By 1938, the Sime course had been added and the club was renamed the Royal Singapore Golf Club.
Merging in 1963 with the Island Golf Club, the amalgamated “superclub” adopted its present name and within five years, they opened the New course at the Island site. Today, members are truly spoiled by having four 18-hole layouts on which to play – the Bukit, Sime, Island and New.
Course architect Frank Pennink is credited with upgrading the Bukit course at the end of the 1960s.
A beautiful parkland course laid out beside the MacRitchie Reservoir, the Bukit has held many Singapore Opens (starting in 1962) but perhaps its finest moment was when it hosted the World Cup back in 1969 – Orville Moody and Lee Trevino won the team event for USA, with six-time major winner “SuperMex” claiming the individual trophy.
SICC was founded in 1891. The Bukit course opened in 1924 (cost: $45,000) with a James Braid design that has not been altered since. Braid, from Scotland, was a great professional golfer who won The Open five times. He was also a prolific golf course designer with over 200 courses to his credit, almost all in the British Isles. He was afraid of the ocean and therefore did no overseas travel. Braid never visited the SICC site and did the design solely from topographic maps. He was well-known for his accurate and detailed working drawings…

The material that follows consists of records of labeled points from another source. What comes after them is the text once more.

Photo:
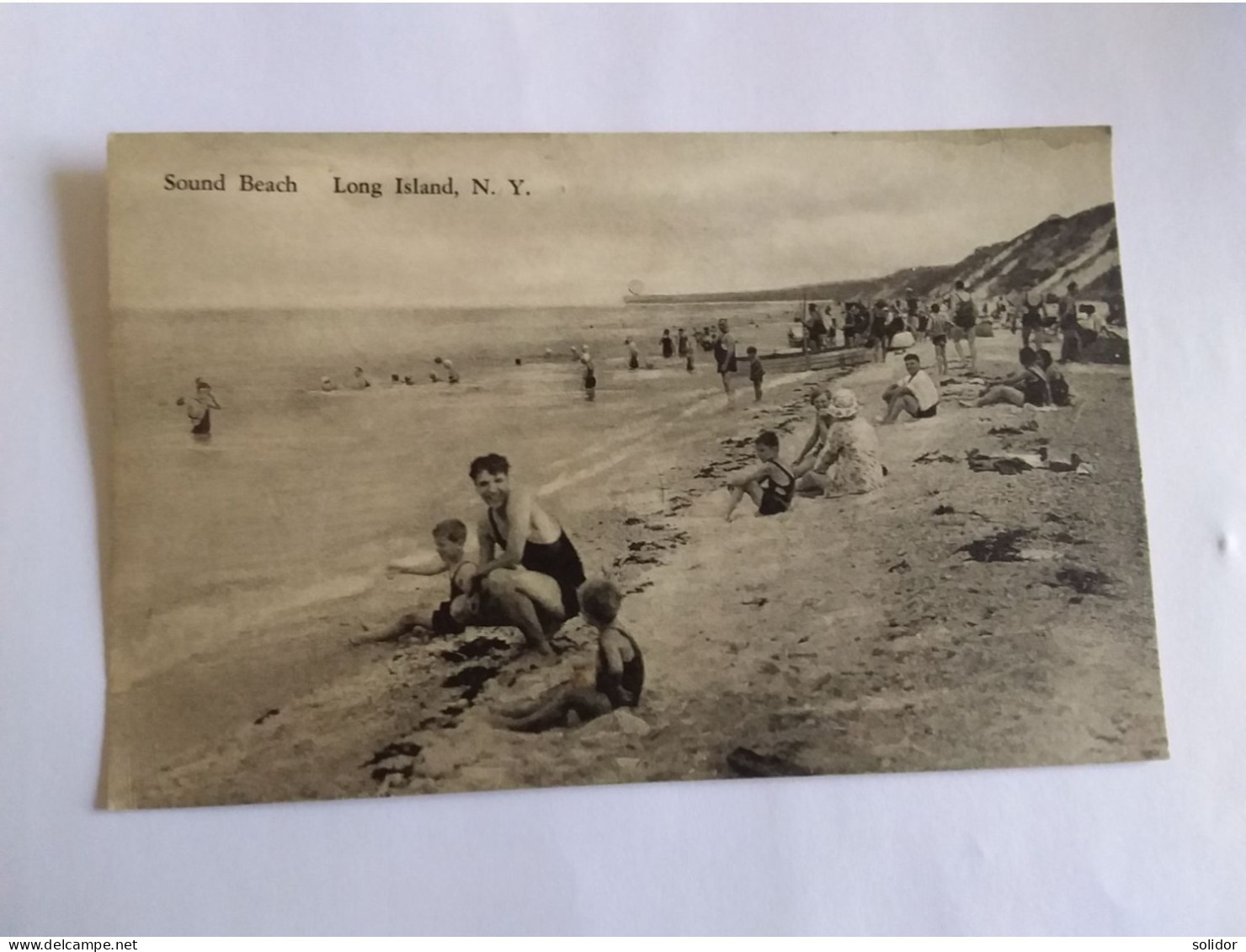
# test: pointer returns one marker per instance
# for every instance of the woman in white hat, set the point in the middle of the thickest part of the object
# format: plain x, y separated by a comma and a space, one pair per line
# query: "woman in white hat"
849, 462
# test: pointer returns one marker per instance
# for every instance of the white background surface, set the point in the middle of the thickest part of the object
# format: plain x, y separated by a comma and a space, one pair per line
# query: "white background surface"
1136, 848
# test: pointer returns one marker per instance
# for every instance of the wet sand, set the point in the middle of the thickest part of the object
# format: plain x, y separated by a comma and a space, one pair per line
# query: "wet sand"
855, 635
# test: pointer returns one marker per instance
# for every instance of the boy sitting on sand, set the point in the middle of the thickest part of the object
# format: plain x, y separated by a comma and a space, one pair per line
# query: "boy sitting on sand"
620, 671
450, 617
770, 485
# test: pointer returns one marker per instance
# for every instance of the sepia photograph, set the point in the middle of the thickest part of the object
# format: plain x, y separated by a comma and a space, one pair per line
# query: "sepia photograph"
461, 462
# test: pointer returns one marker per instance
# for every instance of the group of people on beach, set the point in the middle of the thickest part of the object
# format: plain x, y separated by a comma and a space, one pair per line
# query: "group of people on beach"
841, 454
530, 577
956, 316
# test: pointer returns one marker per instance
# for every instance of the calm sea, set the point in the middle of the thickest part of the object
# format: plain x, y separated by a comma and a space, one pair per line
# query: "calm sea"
301, 496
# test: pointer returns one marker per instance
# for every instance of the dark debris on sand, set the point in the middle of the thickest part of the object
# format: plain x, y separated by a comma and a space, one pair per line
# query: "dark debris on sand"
1083, 581
744, 762
998, 547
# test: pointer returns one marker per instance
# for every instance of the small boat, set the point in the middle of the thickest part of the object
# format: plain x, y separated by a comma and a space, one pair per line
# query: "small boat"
793, 360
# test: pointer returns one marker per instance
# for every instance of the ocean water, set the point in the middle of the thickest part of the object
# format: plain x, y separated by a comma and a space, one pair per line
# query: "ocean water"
301, 496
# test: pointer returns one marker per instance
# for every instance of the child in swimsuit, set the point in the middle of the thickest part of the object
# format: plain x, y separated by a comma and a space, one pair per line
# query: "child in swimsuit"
757, 373
452, 616
770, 485
620, 671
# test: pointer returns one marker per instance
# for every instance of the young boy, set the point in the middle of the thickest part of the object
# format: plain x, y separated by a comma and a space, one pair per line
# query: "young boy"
620, 671
939, 338
450, 617
770, 485
757, 373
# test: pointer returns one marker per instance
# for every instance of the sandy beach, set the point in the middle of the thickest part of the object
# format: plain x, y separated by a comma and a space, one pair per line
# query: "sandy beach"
992, 620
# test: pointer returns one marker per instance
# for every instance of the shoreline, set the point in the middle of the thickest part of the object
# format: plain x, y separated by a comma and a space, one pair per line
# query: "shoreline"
823, 657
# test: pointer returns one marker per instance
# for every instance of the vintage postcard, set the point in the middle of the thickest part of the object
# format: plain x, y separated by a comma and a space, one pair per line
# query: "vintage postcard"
455, 462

Singapore is only 85 miles north of the Equator. We are riding in carts which is a good thing because the course is quite hilly in places. All holes are lined with tall mature trees as well as the periphery of the course (3,000 in total and at least 10 varieties). There is a feeling of isolation and so quiet in places that you could hear crickets chirping. On a few holes trees squeeze the playing surfaces. Out-of-bounds comes into play on a few holes.
On the beginning holes you are able to see the huge Mac Ritchie Reservoir. A small tributary of the reservoir affects play on only four holes. The fairways and rough are Cow Grass similar to Wack Wack, but are much better maintained so there was normal roll. The club has a maintenance challenge with wild boars (pigs) chewing up the fairways. They cannot be eliminated. The course is 6,607 yards par 72 with only 69 bunkers. A few of the holes are on flat terrain, but mainly the course has some steep uphill and downhill shots as well as some steep falloffs around some greens. Approach accuracy is important as a miss to the wrong green side is disastrous. The greens were firm and tough to read due to some grain. The grass is a type of Bermuda called serangoon.
After golf we took a short ride to the other side of the huge property to a busy, large clubhouse built in 2011. SICC is a huge operation with 7,800 members and 4-½ courses in two locations. In addition to Bukit, the other courses are called Island, New, Sime, and Millennium (9 holes).